「あなたが変わればいい」1月20日
『博多の女性殺害事件 ストーカー対策再検討を』というタイトルの社説が掲載されました。『なぜ、最悪の結果を防げなかったのか。事件の全容解明と合わせ、警察の対応の検証が欠かせない』と主張する内容です。
その中に気になる記述がありました。『警察は女性に避難や転職を勧めていたが、被害者が不利益を被るのは筋違いである』という記述です。全くその通りです。ストーカー対策の目的は単にストカー被害をなくすことではありません。被害者の人権と生活を守ることが大前提としてあり、その上で被害防止を考えるのです。もし、ストーカーから被害者の身を守ればいいだけならば、簡単です。被害者を刑務所に収容して、独房に入れればよいのです。でもそれを良しとする人はいないでしょう。
私はこの記述から、学校におけるいじめ対策を連想してしまいました。同じような事例が珍しくなかったからです。いじめの被害者が転校していく、加害者はそれまでと同じ学校、学級、部活でが仲間と楽しく学校生活を送るという例は枚挙に暇がありませんでした。
また、多数派(加害側)に阿った教員が、被害者に対し「○○さんも変わらなくちゃ。そうすればみんなも受け入れてくれるよ」などと暴言を吐いて、さらに傷つけてしまうといった事例も目にしてきました。この暴言を吐いた教員は、自分は良いことをしたと思い込んでいたのですから、開いた口がふさがりません。
いじめ対策は、被害者の人権と生活が守られることを前提に考えなければなりません。分かりやすく言えば、被害者が何を望んでいるのかを把握し、それを実現する方向で考えるということです。被害者が、今の学級や部活に所属し続けることを希望するのであれば、それは尊重されなければなりません。加害者に謝罪と二度といじめはしないという誓いをさせた上で引き続き同じ学級や部活に所属することを望むのであれば、その方向で最大限の努力をしなければなりません。

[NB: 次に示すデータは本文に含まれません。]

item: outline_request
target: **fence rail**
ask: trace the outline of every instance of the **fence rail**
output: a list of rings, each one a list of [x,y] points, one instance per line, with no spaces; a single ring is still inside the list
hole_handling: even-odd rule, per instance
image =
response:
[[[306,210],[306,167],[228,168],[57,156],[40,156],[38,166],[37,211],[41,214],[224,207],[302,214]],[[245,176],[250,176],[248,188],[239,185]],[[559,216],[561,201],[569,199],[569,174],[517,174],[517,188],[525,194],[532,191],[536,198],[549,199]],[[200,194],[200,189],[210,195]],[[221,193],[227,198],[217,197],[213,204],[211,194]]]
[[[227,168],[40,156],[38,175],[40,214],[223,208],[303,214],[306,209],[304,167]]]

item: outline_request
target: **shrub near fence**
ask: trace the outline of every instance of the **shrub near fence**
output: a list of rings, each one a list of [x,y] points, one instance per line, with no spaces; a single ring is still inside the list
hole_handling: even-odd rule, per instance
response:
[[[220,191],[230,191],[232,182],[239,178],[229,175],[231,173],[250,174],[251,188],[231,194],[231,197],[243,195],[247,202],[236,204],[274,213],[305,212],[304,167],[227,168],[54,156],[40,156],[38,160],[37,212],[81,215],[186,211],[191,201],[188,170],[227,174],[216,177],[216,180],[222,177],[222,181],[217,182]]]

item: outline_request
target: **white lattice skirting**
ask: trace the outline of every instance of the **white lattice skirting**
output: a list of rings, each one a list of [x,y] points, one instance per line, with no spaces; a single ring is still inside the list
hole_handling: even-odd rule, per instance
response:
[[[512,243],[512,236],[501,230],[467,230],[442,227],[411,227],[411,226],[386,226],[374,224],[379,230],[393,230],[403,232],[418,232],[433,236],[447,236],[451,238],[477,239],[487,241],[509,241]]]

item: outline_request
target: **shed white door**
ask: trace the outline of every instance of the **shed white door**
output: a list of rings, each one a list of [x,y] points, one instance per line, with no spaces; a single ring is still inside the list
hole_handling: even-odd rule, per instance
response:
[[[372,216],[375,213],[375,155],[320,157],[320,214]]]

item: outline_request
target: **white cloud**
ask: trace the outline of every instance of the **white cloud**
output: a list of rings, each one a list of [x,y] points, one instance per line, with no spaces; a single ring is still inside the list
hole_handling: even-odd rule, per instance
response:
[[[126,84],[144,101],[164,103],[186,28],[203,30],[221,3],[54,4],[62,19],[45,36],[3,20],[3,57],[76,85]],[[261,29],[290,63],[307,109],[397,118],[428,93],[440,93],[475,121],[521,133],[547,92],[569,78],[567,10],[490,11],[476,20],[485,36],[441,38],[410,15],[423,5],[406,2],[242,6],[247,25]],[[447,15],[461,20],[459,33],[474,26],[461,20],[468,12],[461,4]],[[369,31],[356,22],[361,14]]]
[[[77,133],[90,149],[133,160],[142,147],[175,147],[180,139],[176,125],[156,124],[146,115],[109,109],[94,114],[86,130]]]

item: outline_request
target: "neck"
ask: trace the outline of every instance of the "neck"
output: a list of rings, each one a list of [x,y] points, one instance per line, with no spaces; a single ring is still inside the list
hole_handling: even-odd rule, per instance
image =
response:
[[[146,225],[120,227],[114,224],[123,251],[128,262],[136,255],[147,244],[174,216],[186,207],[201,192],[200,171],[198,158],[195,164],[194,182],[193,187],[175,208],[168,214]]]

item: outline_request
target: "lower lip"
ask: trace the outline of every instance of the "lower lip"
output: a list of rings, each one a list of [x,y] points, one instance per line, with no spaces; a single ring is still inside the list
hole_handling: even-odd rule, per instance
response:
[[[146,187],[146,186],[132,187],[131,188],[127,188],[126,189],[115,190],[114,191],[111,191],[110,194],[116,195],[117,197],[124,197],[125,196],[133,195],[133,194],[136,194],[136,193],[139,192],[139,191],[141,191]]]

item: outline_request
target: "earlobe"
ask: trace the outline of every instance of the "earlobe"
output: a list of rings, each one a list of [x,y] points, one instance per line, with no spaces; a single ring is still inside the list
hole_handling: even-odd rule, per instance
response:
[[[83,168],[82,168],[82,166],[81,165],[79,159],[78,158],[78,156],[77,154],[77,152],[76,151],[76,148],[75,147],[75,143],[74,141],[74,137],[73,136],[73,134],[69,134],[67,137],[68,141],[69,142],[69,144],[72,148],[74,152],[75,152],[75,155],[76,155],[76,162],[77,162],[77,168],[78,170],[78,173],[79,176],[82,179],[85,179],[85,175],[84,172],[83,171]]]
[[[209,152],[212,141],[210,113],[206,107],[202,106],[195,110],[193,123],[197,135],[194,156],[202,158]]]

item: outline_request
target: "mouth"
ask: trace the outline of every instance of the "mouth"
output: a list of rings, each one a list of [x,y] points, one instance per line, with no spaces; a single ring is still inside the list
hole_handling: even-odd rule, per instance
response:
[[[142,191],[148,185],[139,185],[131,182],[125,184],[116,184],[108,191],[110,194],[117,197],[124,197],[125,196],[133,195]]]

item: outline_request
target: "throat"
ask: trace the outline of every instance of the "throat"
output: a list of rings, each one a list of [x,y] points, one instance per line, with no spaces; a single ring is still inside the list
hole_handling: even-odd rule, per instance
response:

そして、努力を尽くした結果、加害者のいじめを根絶させることが難しいと判断したならば、そのことを被害者に説明し納得を得た上で、加害者を転級させるなり、退部させるなりといった別の措置をとることが認められると考えるべきなのです。間違ったいじめ対応がなくなることを強く願います。
なお、当たり前の話ですが、いくら被害者が望んだからといって、不当に加害者の権利を侵害するような対応は認められません。例えば、加害者を丸坊主にして全校生徒の前で土下座させて謝罪させろ、というような。